Plus, I’ve actually had a lot of thoughts tumbling through my head over the past year or so, and they’ve kinda been struggling to get out in a more solid, structured form. My old blog used to be straight humor. This one is more likely to be 50/50 between humor and more starkly serious philosophies I hold about life and love. And the truth of the matter is that I’d love to open up a debate in this blog about my philosophies. I’m still ironing a lot of them out, and I’d love to hear some logical retorts to my ideas.

But I do realize that a lot of you might just want what I used to have, which was a less thought-provoking, more chuckle-inducing blog. With that in mind, I’ve decided to tag individual entries as either “For Seriously” (serious blogs) or “Why So Serious?” (humor).

I doubt I’ll write much about poker, but on the off-chance I do, I’ll tag them as such. Regardless, read whatever you want, or never read my blog again, whatever, I don’t care. (<-- blatant lie.

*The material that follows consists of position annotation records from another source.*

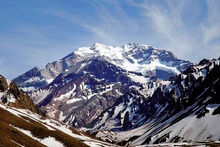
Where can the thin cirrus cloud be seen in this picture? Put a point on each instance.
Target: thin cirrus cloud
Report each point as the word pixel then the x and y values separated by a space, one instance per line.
pixel 44 31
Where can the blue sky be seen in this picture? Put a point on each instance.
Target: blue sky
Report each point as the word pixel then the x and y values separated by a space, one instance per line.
pixel 35 32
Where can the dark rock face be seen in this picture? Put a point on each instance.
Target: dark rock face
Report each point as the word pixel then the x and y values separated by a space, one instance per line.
pixel 191 93
pixel 13 97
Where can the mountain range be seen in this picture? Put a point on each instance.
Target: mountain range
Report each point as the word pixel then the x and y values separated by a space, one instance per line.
pixel 131 95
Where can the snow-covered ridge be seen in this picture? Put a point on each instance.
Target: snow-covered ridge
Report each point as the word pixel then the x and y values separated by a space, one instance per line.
pixel 133 57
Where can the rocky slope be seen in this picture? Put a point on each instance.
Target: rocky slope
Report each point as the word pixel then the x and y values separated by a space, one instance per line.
pixel 23 124
pixel 89 80
pixel 132 57
pixel 184 110
pixel 12 96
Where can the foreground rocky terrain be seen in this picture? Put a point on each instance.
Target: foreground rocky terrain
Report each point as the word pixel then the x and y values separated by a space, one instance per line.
pixel 23 124
pixel 130 95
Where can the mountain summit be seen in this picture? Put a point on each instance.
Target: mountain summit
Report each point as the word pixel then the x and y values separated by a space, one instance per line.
pixel 132 57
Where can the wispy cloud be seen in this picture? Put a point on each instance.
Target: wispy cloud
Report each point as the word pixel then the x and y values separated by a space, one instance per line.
pixel 182 32
pixel 190 29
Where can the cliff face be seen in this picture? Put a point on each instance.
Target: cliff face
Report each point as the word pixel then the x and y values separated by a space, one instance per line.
pixel 12 96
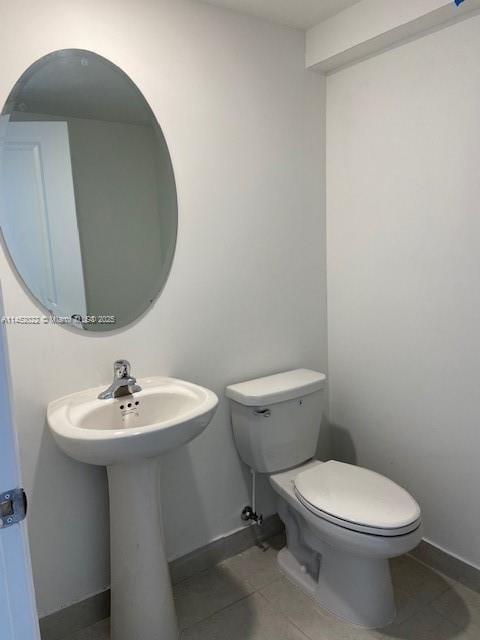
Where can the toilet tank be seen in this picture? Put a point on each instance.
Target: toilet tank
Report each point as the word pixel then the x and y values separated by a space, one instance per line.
pixel 276 419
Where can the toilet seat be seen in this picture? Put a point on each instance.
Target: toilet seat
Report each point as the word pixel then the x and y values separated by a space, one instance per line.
pixel 357 499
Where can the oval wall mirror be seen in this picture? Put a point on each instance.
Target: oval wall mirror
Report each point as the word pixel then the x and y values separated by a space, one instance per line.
pixel 88 204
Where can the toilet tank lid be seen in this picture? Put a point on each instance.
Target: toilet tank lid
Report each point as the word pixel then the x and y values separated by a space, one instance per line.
pixel 276 388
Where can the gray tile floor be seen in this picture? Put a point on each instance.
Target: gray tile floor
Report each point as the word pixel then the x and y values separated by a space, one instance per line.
pixel 247 598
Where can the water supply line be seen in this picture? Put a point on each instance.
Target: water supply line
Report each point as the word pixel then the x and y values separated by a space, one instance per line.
pixel 249 513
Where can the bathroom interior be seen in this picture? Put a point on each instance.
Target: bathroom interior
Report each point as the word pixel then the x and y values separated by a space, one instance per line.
pixel 239 310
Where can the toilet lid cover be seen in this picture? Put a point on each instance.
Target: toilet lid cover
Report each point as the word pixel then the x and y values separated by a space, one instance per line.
pixel 357 495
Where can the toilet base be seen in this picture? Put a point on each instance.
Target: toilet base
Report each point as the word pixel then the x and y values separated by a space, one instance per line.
pixel 356 589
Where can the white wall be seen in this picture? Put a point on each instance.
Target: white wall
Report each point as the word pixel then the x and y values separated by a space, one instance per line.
pixel 403 229
pixel 245 297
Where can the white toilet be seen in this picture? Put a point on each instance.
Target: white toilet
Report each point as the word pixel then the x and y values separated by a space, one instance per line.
pixel 343 522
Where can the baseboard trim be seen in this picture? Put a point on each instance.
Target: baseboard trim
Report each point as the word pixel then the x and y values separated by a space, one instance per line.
pixel 451 566
pixel 60 624
pixel 64 622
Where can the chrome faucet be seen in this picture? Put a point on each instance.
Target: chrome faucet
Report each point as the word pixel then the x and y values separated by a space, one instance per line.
pixel 123 383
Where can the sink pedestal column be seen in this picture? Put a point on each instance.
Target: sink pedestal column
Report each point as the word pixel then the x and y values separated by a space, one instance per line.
pixel 142 600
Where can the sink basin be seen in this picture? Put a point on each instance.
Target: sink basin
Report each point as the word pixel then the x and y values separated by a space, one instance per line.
pixel 128 435
pixel 166 414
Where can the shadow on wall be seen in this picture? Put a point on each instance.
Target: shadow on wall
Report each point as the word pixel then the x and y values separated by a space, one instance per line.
pixel 342 445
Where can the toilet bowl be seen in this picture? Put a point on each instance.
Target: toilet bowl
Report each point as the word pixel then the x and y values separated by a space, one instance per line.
pixel 341 563
pixel 343 522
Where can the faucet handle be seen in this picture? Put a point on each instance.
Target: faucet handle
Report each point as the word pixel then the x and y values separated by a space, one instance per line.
pixel 121 369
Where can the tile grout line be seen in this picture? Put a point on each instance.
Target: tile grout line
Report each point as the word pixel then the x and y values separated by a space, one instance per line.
pixel 287 618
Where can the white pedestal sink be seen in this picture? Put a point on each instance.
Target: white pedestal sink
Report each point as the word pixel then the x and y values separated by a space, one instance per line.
pixel 127 435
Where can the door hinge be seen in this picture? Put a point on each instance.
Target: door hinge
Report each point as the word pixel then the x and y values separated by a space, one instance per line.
pixel 13 507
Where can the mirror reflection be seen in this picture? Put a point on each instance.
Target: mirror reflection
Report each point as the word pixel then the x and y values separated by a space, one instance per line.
pixel 88 204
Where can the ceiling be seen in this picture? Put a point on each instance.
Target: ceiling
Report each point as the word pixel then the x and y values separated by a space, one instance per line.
pixel 301 14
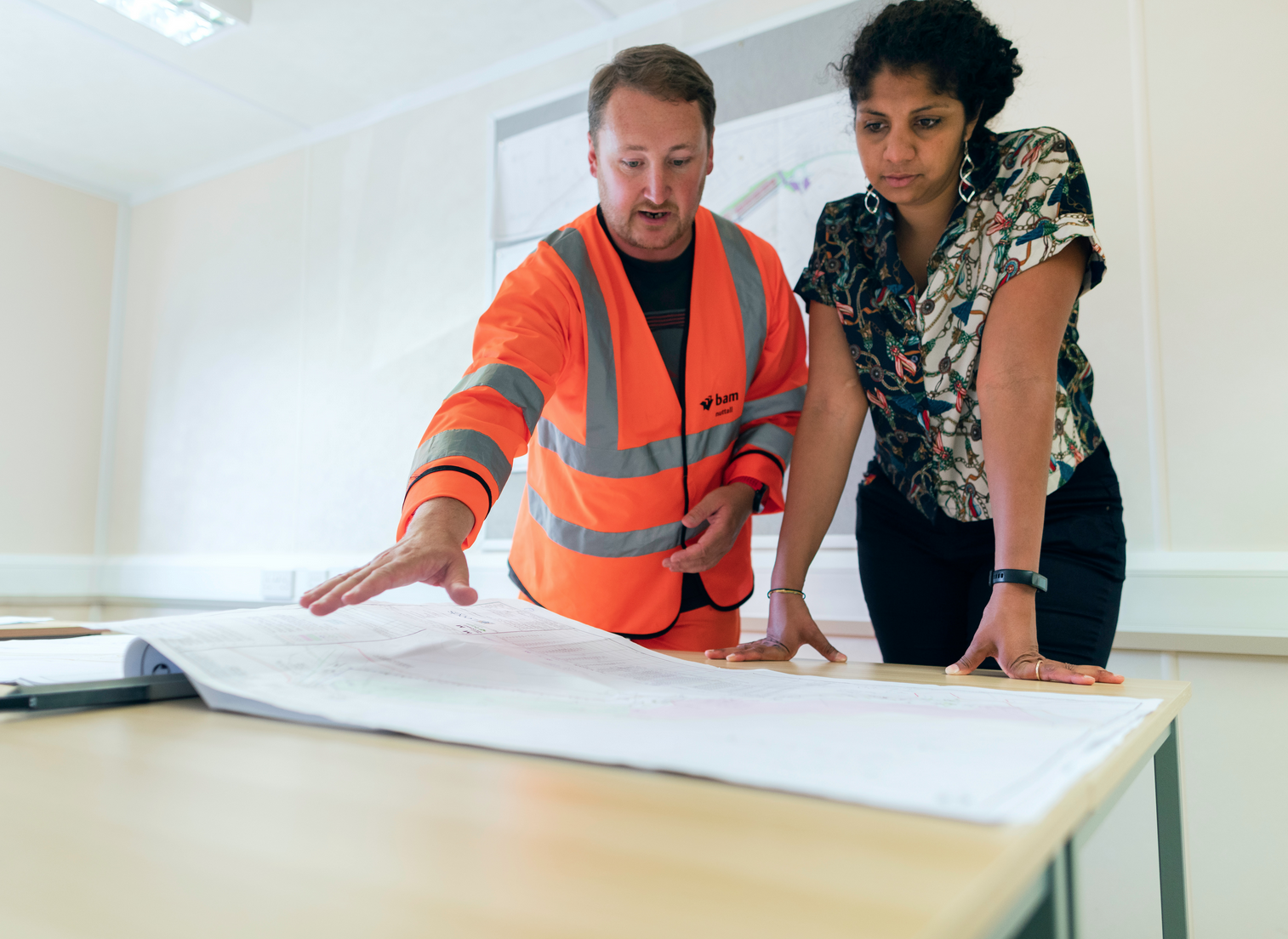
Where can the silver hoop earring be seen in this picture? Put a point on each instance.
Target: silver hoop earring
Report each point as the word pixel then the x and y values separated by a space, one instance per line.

I crave attention.)

Shout-Outs


Some shout-outs are definitely in order before I post any real entries. Two people in particular inspired me to resume blogging:

Single Steve -- One of my friends from college named Steve (I'm omitting his last name, because he leaves his last name and his face off of his blog for professional reasons) has been writing a blog for some time called Single Steve. It's hilarious, it's exactly my kind of humor, and it's frankly almost exactly like what I used to do on my humor blog. He makes ridiculous jokes, whips up ludicrously bad MS Paint diagrams and charts, and is just generally hilarious. Those are all things I used to do, and I very much missed that. Thanks for getting me off my ass, Steve.

Kristy Arnett -- Kristy is one of my great friends here in Vegas. I work with her and we have the same group of friends. She started an incredibly honest blog called Snaptress about her life and just random funny experiences, and I love how she just puts herself out there.

Anyway, enjoy my blog. (Or, you know, be a dick about it and don't enjoy it.)